Dym jest cichy, niewidoczny, a jego działanie - śmiertelne. Czujka dymu wykrywa go zanim zrobi to człowiek. To właśnie w nocy, podczas snu, jesteśmy najbardziej narażeni. Czujka może być jedynym ostrzeżeniem, jakie mamy.
Zakup czujki to wydatek rzędu 50 zł. Montaż? Prosty - wystarczy kilka minut, bez potrzeby ciągnięcia kabli czy ingerencji w instalację elektryczną. Czujka działa na baterię, którą wystarczy wymienić raz w roku.
Co ważne, nie potrzeba żadnych pozwoleń ani specjalnych umiejętności technicznych. Wystarczy odrobina chęci, by zabezpieczyć siebie i swoich najbliższych.
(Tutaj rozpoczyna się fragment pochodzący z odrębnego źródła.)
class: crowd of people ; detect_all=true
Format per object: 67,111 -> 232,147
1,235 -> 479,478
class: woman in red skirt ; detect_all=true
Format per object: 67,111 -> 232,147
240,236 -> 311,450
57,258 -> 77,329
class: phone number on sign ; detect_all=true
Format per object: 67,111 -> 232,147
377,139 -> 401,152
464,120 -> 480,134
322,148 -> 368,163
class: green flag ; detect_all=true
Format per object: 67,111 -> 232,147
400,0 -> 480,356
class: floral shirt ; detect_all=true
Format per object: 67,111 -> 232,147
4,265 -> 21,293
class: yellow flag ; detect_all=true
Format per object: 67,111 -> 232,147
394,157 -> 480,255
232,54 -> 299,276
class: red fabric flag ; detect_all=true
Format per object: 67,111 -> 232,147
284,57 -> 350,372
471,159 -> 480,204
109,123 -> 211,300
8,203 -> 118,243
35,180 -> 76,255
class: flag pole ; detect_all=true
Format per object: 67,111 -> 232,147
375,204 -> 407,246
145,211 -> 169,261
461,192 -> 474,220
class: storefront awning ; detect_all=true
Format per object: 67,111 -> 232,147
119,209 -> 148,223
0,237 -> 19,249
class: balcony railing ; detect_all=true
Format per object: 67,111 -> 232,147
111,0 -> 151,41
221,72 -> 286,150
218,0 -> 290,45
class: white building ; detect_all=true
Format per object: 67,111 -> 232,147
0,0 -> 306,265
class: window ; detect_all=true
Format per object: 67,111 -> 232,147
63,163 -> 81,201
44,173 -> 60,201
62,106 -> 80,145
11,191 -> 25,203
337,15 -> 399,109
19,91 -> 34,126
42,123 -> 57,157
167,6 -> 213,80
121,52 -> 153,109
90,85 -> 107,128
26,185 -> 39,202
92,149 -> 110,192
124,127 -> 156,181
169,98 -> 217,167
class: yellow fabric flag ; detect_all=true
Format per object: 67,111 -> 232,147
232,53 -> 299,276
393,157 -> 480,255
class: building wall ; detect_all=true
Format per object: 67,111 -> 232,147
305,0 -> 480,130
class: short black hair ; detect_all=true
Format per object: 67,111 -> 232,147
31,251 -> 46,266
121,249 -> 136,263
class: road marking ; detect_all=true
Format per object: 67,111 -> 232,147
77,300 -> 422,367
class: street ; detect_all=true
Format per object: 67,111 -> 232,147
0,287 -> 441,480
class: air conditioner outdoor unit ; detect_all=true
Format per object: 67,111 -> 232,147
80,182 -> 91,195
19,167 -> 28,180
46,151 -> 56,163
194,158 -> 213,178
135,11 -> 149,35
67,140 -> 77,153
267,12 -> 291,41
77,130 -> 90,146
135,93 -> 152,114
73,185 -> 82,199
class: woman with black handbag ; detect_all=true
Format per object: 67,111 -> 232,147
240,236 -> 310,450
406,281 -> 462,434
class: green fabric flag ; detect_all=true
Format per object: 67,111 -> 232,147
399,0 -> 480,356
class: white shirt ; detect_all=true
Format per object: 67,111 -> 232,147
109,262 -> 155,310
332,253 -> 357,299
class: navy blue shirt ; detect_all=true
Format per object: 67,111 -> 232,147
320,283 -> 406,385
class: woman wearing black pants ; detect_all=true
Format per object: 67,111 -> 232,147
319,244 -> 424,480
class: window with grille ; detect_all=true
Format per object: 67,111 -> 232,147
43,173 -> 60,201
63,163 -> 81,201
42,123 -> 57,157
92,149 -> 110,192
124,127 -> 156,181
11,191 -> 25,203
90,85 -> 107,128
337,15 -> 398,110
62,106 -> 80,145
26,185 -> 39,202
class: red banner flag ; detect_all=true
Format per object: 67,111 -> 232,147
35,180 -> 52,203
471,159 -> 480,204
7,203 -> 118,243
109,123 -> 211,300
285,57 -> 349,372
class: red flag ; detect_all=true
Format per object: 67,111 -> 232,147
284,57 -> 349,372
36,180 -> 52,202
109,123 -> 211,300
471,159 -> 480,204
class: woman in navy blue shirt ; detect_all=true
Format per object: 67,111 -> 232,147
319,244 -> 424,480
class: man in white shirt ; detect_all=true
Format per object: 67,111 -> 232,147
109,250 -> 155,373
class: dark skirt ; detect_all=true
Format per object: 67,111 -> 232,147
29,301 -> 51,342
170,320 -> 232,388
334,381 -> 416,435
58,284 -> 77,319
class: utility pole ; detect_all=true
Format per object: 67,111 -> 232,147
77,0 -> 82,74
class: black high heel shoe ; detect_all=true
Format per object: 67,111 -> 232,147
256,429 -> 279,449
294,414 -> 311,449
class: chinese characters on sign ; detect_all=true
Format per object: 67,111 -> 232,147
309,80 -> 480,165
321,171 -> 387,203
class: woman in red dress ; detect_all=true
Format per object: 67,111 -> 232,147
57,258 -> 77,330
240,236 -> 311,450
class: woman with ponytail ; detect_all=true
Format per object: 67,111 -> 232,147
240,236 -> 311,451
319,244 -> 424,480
W kampanii promującej montaż czujek strażacy przypominają także o swoich kolegach, którzy każdego dnia ryzykują zdrowie i życie, by ratować innych. Wiele dramatycznych interwencji mogłoby się nie wydarzyć, gdyby w mieszkaniu wcześniej zamontowano czujkę dymu.
Strażacy apelują: nie czekaj do jutra, nie odkładaj tego na "kiedyś". Wypadki nie czekają. Zrób to dziś - dla swoich dzieci, rodziców, partnera. Dla tych, którzy nigdy nie powinni zginąć, ratując nas przed skutkami naszej własnej nieostrożności.